Re: [PATCH] nbd: fix false lockdep deadlock warning

From: Yu Kuai
Date: Wed Jul 02 2025 - 03:31:15 EST


Hi,

在 2025/07/02 14:22, Nilay Shroff 写道:


On 7/2/25 8:02 AM, Ming Lei wrote:
On Wed, Jul 02, 2025 at 09:12:09AM +0800, Yu Kuai wrote:
Hi,

在 2025/07/01 21:28, Nilay Shroff 写道:


On 6/28/25 6:18 AM, Yu Kuai wrote:
Hi,

在 2025/06/27 19:04, Ming Lei 写道:
I guess the patch in the following link may be simper, both two take
similar approach:

https://lore.kernel.org/linux-block/aFjbavzLAFO0Q7n1@fedora/

I this the above approach has concurrent problems if nbd_start_device
concurrent with nbd_start_device:

t1:
nbd_start_device
lock
num_connections = 1
unlock
    t2:
    nbd_add_socket
    lock
    config->num_connections++
    unlock
        t3:
        nbd_start_device
        lock
        num_connections = 2
        unlock
        blk_mq_update_nr_hw_queues

blk_mq_update_nr_hw_queues
//nr_hw_queues updated to 1 before failure
return -EINVAL


In the above case, yes I see that t1 would return -EINVAL (as
config->num_connections doesn't match with num_connections)
but then t3 would succeed to update nr_hw_queue (as both
config->num_connections and num_connections set to 2 this
time). Isn't it? If yes, then the above patch (from Ming)
seems good.

Emm, I'm confused, If you agree with the concurrent process, then
t3 update nr_hw_queues to 2 first and return sucess, later t1 update
nr_hw_queues back to 1 and return failure.

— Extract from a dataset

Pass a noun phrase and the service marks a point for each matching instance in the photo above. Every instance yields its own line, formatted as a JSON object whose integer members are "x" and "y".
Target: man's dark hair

It should be easy to avoid failure by simple retrying.

Yeah I think retry should be a safe bet here.


I really not sure about the retry, the above is just a scenario that I
think of with a quick review, and there are still many concurrent
scenarios that need to be checked, I'm kind of lost here.

Except nbd_start_device() and nbd_add_socked(), I'm not confident
other context that is synchronized with config_lock is not broken.
However, I'm ok with the bet.

On another note, synchronizing nbd_start_device and nbd_add_socket
using nbd->task_setup looks more complex and rather we may use
nbd->pid to synchronize both. We need to move setting of nbd->pid
before we invoke blk_mq_update_nr_hw_queues in nbd_start_device.
Then in nbd_add_socket we can evaluate nbd->pid and if it's
non-NULL then we could assume that either nr_hw_queues update is in
progress or device has been setup and so return -EBUSY. I think
anyways updating number of connections once device is configured
would not be possible, so once nbd_start_device is initiated, we
shall prevent user adding more connections. If we follow this
approach then IMO we don't need to add retry discussed above.

It's ok for me to forbit nbd_add_socked after nbd is configured, there
is nowhere to use the added sock. And if there really are other contexts
need to be synchronized, I think nbd->pid can be used as well.


Thanks,
--Nilay
.